A questão é: áreas onde não temos controle, como Defesa conseguem esses avanços — Projeto Manhattan é outro exemplo — em um tempo ridiculamente pequeno. O resto da tecnologia do dia-a-dia vive de avanços lentos e graduais. Isso é justo? Nossa tecnologia de baterias rasteja, é um absurdo você sair de casa com um smartphone sabendo que antes do final do dia ele estará sem carga. Todos os avanços na área são irrelevantes, prometem aumentos de 5%, 3% na autonomia.
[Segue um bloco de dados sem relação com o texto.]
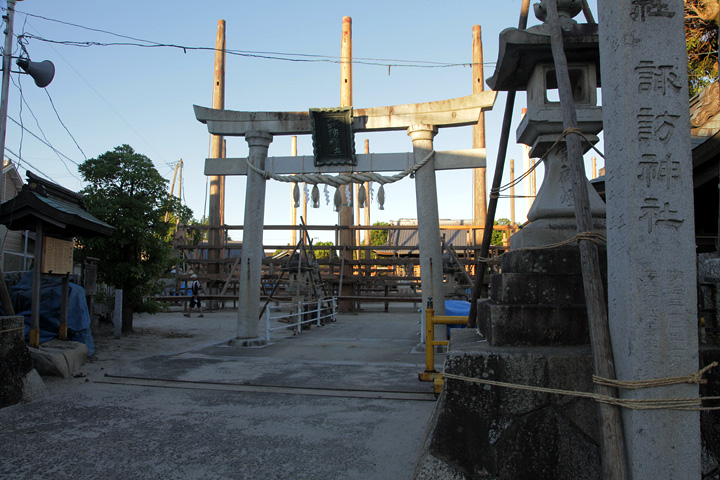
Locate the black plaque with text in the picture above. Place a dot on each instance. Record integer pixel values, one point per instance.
(333, 140)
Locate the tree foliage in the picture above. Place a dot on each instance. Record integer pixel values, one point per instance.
(497, 236)
(378, 237)
(701, 35)
(125, 190)
(324, 254)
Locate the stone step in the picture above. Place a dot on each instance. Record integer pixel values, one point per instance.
(537, 288)
(561, 260)
(533, 324)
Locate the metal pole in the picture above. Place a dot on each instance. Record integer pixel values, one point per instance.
(7, 57)
(293, 209)
(512, 191)
(267, 324)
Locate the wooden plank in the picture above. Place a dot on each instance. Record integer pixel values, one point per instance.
(443, 113)
(612, 445)
(370, 162)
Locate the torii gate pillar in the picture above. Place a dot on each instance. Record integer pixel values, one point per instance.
(252, 247)
(431, 274)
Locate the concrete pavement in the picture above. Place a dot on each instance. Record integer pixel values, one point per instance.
(176, 401)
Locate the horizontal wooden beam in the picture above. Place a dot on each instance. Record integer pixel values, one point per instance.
(454, 112)
(366, 162)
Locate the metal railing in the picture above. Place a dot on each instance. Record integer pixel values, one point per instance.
(322, 308)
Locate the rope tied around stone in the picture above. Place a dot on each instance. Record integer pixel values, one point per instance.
(631, 403)
(342, 178)
(595, 237)
(18, 329)
(696, 377)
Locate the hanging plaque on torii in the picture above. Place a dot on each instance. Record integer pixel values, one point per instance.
(454, 112)
(333, 140)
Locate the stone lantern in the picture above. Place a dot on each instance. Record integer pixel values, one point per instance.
(525, 62)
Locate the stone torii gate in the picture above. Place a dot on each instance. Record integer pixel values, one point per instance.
(421, 120)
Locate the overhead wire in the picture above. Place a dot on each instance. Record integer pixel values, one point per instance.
(268, 55)
(20, 163)
(63, 123)
(46, 141)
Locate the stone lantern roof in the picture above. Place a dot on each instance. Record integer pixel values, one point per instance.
(521, 50)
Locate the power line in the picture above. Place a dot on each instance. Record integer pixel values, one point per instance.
(21, 161)
(24, 101)
(268, 55)
(63, 123)
(41, 140)
(125, 121)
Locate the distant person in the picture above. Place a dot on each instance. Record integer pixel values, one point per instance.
(196, 299)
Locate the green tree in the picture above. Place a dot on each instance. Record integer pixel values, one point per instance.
(125, 190)
(324, 254)
(378, 237)
(496, 239)
(701, 36)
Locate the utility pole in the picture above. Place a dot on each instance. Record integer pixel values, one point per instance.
(367, 214)
(215, 214)
(7, 52)
(293, 208)
(479, 182)
(345, 215)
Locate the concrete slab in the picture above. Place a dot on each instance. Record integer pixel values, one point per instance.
(196, 407)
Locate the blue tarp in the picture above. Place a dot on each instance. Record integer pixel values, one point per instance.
(456, 308)
(50, 301)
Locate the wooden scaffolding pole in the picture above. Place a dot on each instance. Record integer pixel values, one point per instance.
(215, 215)
(479, 181)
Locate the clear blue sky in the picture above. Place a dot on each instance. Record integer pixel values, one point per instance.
(110, 95)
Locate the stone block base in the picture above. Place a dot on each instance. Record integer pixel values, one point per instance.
(538, 299)
(502, 433)
(59, 358)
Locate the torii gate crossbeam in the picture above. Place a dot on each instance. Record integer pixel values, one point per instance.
(421, 121)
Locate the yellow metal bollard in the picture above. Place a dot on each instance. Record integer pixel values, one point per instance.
(430, 375)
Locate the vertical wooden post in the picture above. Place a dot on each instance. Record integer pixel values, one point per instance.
(345, 215)
(37, 279)
(612, 445)
(64, 303)
(512, 191)
(479, 181)
(497, 180)
(215, 216)
(594, 167)
(293, 209)
(367, 214)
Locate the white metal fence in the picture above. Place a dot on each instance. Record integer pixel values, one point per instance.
(301, 313)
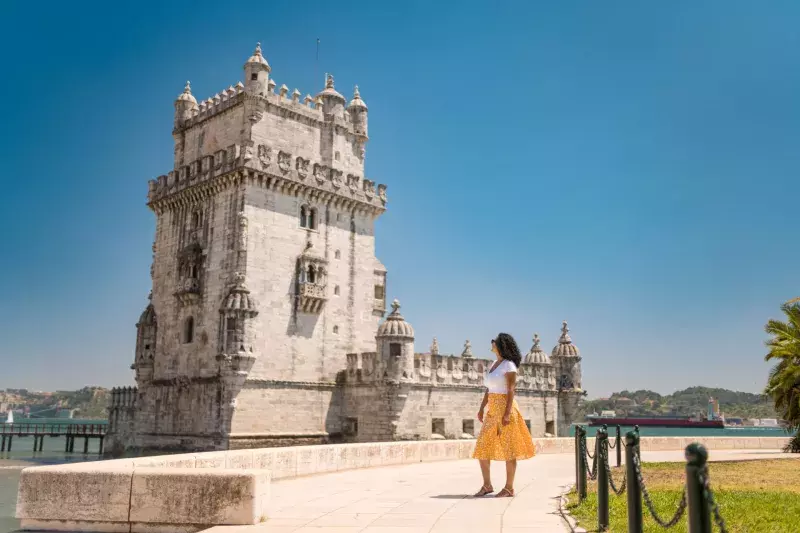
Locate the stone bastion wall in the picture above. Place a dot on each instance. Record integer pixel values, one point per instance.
(192, 492)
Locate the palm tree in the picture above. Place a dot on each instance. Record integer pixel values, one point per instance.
(783, 385)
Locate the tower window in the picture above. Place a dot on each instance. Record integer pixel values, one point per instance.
(188, 330)
(308, 217)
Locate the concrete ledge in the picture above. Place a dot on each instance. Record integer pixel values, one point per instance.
(188, 492)
(166, 499)
(123, 498)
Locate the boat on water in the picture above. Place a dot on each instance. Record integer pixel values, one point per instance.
(655, 421)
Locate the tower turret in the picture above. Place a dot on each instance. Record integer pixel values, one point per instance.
(185, 106)
(395, 340)
(358, 114)
(332, 102)
(256, 71)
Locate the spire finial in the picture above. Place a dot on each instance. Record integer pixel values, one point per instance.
(564, 334)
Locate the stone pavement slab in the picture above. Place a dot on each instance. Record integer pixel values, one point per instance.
(419, 498)
(436, 497)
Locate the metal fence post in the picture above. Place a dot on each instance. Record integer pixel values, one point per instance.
(582, 481)
(601, 447)
(634, 490)
(577, 459)
(699, 506)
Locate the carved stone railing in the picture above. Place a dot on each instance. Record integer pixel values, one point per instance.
(189, 290)
(312, 297)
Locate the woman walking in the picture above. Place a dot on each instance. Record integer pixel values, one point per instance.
(504, 435)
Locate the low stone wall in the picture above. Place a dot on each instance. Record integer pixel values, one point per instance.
(152, 494)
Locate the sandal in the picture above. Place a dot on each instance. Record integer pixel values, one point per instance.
(484, 491)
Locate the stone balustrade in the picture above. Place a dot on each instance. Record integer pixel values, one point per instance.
(159, 494)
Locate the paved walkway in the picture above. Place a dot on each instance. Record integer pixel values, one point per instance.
(433, 498)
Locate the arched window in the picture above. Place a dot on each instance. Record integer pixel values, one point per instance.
(188, 330)
(303, 217)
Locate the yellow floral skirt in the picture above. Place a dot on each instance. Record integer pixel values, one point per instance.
(497, 442)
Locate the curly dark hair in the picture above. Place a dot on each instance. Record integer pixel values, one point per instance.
(508, 348)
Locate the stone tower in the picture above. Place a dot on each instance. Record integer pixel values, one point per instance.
(264, 269)
(566, 358)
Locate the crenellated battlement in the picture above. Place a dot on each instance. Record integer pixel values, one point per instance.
(277, 170)
(444, 370)
(123, 397)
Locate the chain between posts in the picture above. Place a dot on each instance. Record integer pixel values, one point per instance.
(649, 503)
(585, 453)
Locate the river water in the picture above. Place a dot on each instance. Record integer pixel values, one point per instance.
(11, 464)
(22, 455)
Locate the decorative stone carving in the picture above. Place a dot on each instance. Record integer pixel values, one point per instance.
(319, 172)
(336, 178)
(264, 155)
(242, 232)
(441, 371)
(301, 165)
(425, 366)
(284, 161)
(255, 115)
(369, 188)
(467, 350)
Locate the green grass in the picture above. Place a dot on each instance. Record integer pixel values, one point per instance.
(754, 497)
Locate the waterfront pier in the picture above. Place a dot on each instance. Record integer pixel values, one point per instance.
(39, 431)
(406, 487)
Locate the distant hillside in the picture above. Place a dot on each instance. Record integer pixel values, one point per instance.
(691, 401)
(88, 402)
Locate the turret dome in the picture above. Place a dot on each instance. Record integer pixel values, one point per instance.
(186, 95)
(536, 355)
(357, 102)
(395, 325)
(257, 58)
(565, 348)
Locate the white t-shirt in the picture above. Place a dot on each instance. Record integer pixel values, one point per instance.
(496, 379)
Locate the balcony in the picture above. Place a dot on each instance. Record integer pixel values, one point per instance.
(188, 291)
(312, 297)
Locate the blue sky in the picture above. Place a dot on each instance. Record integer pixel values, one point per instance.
(630, 168)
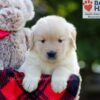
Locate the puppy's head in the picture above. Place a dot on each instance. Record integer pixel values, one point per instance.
(53, 38)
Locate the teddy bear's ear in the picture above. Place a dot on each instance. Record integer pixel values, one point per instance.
(72, 34)
(29, 9)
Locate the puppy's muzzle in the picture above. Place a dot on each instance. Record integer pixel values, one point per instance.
(51, 55)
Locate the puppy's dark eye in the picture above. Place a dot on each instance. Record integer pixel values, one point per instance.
(43, 41)
(60, 40)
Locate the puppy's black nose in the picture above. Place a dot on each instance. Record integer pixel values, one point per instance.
(51, 55)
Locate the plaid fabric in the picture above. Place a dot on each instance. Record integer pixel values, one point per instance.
(11, 88)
Será que nenhum outro ramo tem interesse em desenvolver pesquisas para resolução de problemas com soluções realmente ousadas? Falam o tempo todo que Inteligência Artificial real é ou impossível ou coisa de 20 anos, mas pense nas vantagens se for viável. Não valeria o investimento em um esforço para concretizar em 3 anos?

Se por um lado as indústrias querem sempre vender produtos novos, por isso preferem melhorias graduais (como a câmera do iPhone) pense na amortização de um produto que é basicamente o mesmo por 47 anos. Um comercial famoso dos anos 70 mostrava o novo fusca, onde mudaram a maçaneta, só pra dizer que algo foi mudado, pois o Fusca “era perfeito”. Até era, pra época. Se uma montadora consegue um equivalente ao SR-71 faturará horrores, só precisará de mudanças estéticas mínimas por décadas. Amortização total da verba de Pesquisa e Desenvolvimento.

Mesmo assim, isso não acontece. Será que avanços assim não são possíveis em todas as áreas afinal?

Não sei a resposta, mas sinto que estamos desperdiçando nosso potencial, ao não tentarmos.

PS: eu amo a internet. O MANUAL DE VÔO do SR-71 está disponível para consulta. Décadas atrás os russos matariam pra ter acesso a esse material.